Singapore dollar hovers near 2-month low as data shows GDP growth rate stabilises below 2%

The government has maintained its 2016 GDP forecast range at 1-3%.

The Singapore dollar continued near a 2-month low on Tuesday (25 May) even as the government confirmed that the city economy's first quarter growth rate was unchanged from the flash estimate of 1.8%.

USD/SGD traded a range of 1.3784-1.3829 so far on the day, slightly below Monday's high of 1.3842, which was its highest since 16 March.

The Ministry of Trade and Industry (MTI) said the year-on-year GDP expansion rate was 1.8% in the three months to March. The MTI also confirmed the sequential growth rate of 0.2% in Q1 and maintained the forecast range for 2016 at 1.0-3.0%.

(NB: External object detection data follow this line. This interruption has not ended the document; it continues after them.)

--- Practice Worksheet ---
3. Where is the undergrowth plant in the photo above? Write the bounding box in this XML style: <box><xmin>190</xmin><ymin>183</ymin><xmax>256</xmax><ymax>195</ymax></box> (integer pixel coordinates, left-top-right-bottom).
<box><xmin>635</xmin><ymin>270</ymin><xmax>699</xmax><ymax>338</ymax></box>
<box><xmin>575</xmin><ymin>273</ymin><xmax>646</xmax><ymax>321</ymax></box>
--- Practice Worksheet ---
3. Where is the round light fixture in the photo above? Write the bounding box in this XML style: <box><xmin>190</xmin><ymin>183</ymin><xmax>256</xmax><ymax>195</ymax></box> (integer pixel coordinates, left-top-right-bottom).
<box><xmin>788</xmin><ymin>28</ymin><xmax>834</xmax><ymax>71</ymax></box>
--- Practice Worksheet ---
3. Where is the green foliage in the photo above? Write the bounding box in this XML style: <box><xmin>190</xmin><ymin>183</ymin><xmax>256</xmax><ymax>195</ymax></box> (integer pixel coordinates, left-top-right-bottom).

The same numbers were flashed at the primary release on 14 April and the Monetary Authority of Singapore had taken measures to curb appreciation in the Singapore dollar as it would help reflate the economy thereby helping to shore up growth.

Though the Singapore government has forecast a wide range of 1-3% for full year GDP growth for 2016, the MAS has projected 1.9% as the likely rate of growth for the current year.

And any number below 2% will be a 7-year low.

The manufacturing sector, which accounts for almost one-fifth of the total economy, contracted by 1.0% year-on-year, following the 6.7% decline in the previous quarter.

Growth was dragged down primarily by the transport engineering and precision engineering clusters, detail showed.

Growth in the construction sector picked up to 6.2% year-on-year, from 4.9% in the previous quarter, supported by public sector construction works and private industrial building works.